With the epic success of the current Broadway revival of Merrily We Roll Along, I've been thinking about other big Broadway Flops that could possibly turn around with the right team behind it. Let's call it "The Merrily Effect."

"The Merrily Effect": 
Flops Deserving a Revival 

From the 80s:

(1984-85 season; 25 previews, 71 performances)
With its themes of racial, economic and sexual tensions set against the show-bizzy world of burlesque, I think modern audiences are ready for a revival.
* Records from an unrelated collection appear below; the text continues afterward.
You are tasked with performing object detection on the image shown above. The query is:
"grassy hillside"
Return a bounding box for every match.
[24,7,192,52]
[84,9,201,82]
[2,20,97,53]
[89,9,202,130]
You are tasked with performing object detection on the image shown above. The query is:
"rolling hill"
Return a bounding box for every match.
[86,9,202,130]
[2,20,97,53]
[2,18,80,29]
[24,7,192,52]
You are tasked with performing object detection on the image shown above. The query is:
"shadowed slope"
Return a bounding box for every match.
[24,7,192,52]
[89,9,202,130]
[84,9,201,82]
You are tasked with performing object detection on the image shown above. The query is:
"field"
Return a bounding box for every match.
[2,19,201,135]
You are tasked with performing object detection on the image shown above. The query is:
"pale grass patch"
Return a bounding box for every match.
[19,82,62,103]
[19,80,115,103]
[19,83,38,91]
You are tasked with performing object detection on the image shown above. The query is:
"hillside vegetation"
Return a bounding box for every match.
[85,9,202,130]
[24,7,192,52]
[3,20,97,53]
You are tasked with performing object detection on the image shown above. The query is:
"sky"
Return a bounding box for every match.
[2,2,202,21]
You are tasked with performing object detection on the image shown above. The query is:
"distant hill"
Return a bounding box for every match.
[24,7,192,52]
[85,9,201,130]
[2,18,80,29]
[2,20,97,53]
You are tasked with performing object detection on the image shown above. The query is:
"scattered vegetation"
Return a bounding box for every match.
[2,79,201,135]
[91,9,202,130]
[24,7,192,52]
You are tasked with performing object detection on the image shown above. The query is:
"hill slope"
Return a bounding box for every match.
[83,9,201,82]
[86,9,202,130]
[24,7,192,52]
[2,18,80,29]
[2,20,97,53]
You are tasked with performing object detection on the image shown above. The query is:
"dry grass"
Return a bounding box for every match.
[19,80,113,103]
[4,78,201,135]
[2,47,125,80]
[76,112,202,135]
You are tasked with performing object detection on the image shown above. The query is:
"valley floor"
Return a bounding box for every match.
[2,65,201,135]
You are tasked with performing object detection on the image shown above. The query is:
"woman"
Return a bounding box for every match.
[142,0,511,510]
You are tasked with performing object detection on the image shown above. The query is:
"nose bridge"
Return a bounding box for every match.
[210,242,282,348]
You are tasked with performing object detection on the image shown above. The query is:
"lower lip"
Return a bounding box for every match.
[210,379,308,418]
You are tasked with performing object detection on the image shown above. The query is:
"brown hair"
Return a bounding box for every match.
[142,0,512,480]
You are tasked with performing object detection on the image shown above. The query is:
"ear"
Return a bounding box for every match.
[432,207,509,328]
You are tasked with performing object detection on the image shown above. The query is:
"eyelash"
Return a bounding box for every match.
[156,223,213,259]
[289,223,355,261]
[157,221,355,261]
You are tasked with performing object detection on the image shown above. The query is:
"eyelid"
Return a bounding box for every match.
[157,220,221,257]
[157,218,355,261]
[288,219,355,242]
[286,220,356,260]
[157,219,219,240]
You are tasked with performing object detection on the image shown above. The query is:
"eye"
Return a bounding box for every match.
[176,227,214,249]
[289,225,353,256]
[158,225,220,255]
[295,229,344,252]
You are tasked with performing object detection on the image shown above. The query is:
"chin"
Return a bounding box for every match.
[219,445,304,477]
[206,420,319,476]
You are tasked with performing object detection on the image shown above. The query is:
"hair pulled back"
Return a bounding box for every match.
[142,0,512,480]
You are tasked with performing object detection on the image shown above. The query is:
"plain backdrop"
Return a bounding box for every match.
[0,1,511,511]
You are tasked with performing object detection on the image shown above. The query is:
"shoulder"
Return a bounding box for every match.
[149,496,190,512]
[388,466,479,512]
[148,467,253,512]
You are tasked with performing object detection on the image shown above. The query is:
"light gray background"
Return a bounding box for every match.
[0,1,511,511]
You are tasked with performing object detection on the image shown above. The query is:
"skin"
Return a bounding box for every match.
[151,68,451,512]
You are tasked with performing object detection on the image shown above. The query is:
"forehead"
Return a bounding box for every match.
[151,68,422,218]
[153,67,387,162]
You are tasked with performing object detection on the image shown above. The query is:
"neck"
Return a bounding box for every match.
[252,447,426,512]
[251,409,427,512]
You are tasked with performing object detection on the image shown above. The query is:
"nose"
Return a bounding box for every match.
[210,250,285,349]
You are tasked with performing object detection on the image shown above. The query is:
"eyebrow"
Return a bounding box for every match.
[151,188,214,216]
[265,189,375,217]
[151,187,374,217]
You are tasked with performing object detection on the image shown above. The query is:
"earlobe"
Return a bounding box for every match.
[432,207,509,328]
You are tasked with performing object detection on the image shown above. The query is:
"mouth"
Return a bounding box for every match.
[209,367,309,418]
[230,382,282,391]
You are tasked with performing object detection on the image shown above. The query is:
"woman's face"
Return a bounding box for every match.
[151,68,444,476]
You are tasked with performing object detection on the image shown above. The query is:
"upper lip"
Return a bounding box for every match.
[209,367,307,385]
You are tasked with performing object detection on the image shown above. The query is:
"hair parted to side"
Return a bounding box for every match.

Dark and unrelenting, yet optimistic and powerful, the right director and someone to tighten up the book could make this the hit it deserves to be.

Wind in the Willows
(1985-86 season; 25 previews, 4 performances)
Despite a cast full of future Broadway stars (Nathan Lane played Toad), and Tony nominations for book and score, this was a fast flop. But I suspect that Broadway audiences are much more accepting of clever, fanciful, "family-friendly" shows featuring actors as animals. This classic tale has easy to digest plotting, while still tackling important themes. I wonder what Tina Landau might do with this property?

From the 90s:


Shogun: The Musical 
(1990-91 season; 18 previews, 72 performances)
I actually saw this show more than once, and I am confident there is a hit musical to be found in there. A contemporary re-look at the show - a deeper focus on Japanese culture and history, with less stereotyping would be a great place to start. And, while I loved the spectacle of it all, maybe a "less is more" stylized approach would heighten the story and conflicts. A show doesn't have to be overwhelming to retain an epic feel.

The Capeman
(1997-98 season; 59 previews, 68 performances)
Considering how it turned out for him, I doubt Paul Simon would be willing to revisit his score. To be honest, the score wasn't the issue here. It was the book that felt busy, muddled and either too one-sided or too undecided, depending on your point of view. Today's audiences are much more willing to engage with real-life stories of injustice (see Parade). Some tightening, along with the right director (Lin-Manuel Miranda, maybe?) could make this important work a success.


  1. All these are terrible choices

  2. Thank you for your response, anonymous. I'd love to hear your suggestions for shows from those decades or maybe the 2000s and 2010s, as I'm preparing a similar article for publication soon.